The Voice of Guanacaste spoke with Lai Sai Acón Chan, a professor and researcher at the University of Costa Rica who is dedicated to teaching about and researching Chinese immigrations in Costa Rica.
According to her research, the arrival of the first Chinese immigrants in the country occurred in 1855 with two groups of people: one group of 31 and another of 40. There aren’t many records of these people, Acón said, but a couple of decades later, a group of 653 Chinese entered Puntarenas and many of them immigrated to Guanacaste.
In a short amount of time, they began to create businesses and buy land. In the National Archive records, there are documents from the late 19th century that indicate the purchase of properties in Nicoya by a man named Andrés Sanchún (the patriarch of that family, which still has descendants in Nicoya).
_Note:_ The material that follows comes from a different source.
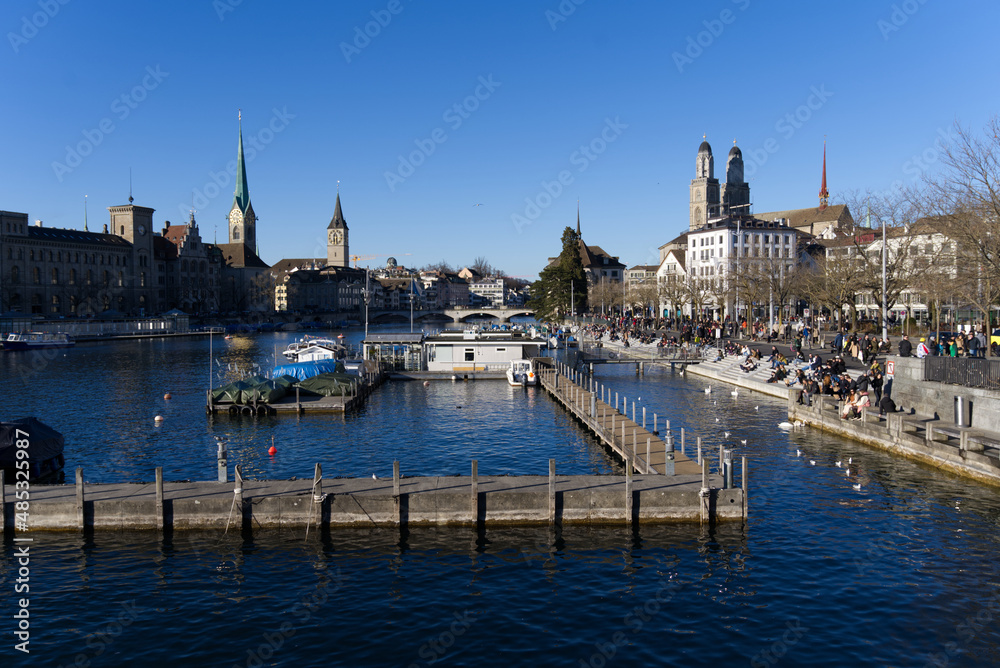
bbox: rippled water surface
[3,331,1000,666]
One of the businesses that the teacher highlights in her research “From Puntalín to Guanacaste” is from a publication in the newspaper El Heraldo de Cañas, which in August of 1899, announced that the Mang, Chong, Wo & Co establishment offered “silk goods and all kinds of articles from the Celestial Empire.”
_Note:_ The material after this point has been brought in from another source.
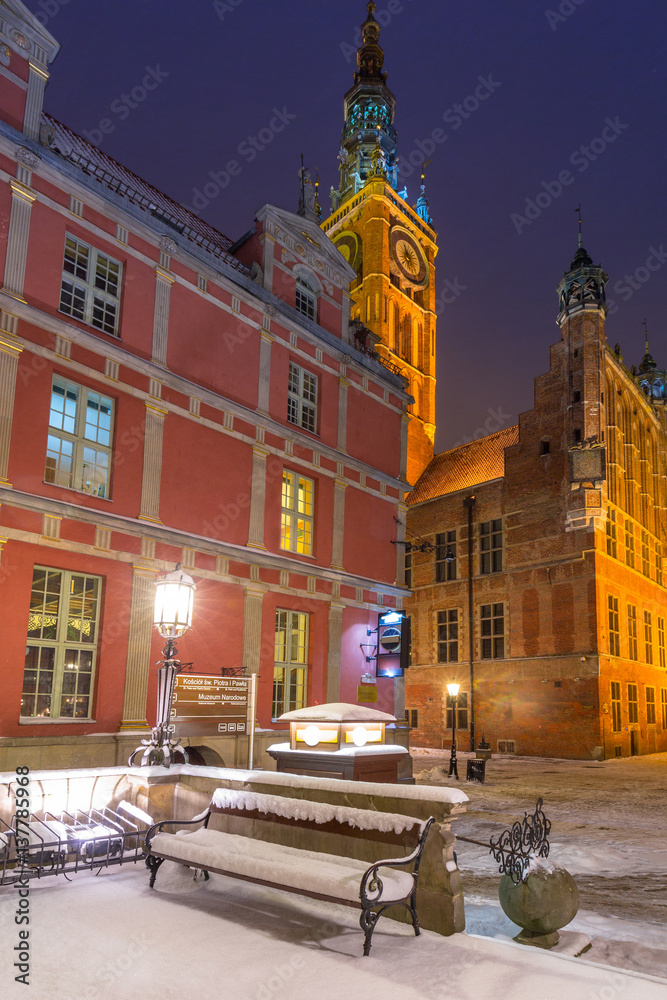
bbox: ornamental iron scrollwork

The reason for these immigrations was the difficult political situation that southern China was going through in the 19th century. According to the researcher, China’s two opium wars against England and the conditions of poverty and semi-slavery in which many people lived forced them (mostly men) to voluntarily go into exile in other countries.
New World, New Name
“Many of those surnames don’t exist in Chinese,” explained Lai Sai, when we asked her about some of the most well known ones in Guanacaste such as Apuy, Ajoy or Sanchún.
According to Acón, one of the most common mistakes was confusing the first name with the surname, because in Chinese, the surname is used first and then the first name.
She also explained that in China, there was a tradition of using several names to refer to the same person throughout their life. In addition to this, in Cantonese, it’s also customary to put the interjection “a” in front of people’s names.
“Rafael Ajoy was called Hau Joy. Hau is the surname and Joy is one of the names they gave him [in China]. So from there, people started calling him Ajoy. For example, they can call me “Alai” at home. That’s where the custom of other apparently Chinese surnames that start with A, like Apuy, Acón, Alán here in Costa Rica, comes from,” she said.
In the Costa Rican Pacific, many of these Chinese immigrants adopted names in Spanish such as José or Juan, something that didn’t happen on the Atlantic coast where they did retain their original names, explained Lai Sai.
All of these families have created lineages in our province, which is why Lai Sai believes that these people came to Guanacaste to seek their fortunes, but many of them fell in love, stayed here, had their families and became part of the towns.
“The Chinese have always been people who have tried to contribute to their community and try to be part of it. You have to understand the economic and social contributions. You also have to understand how they have integrated and become Ticos and Guanacastecans,” stressed Lai Sai.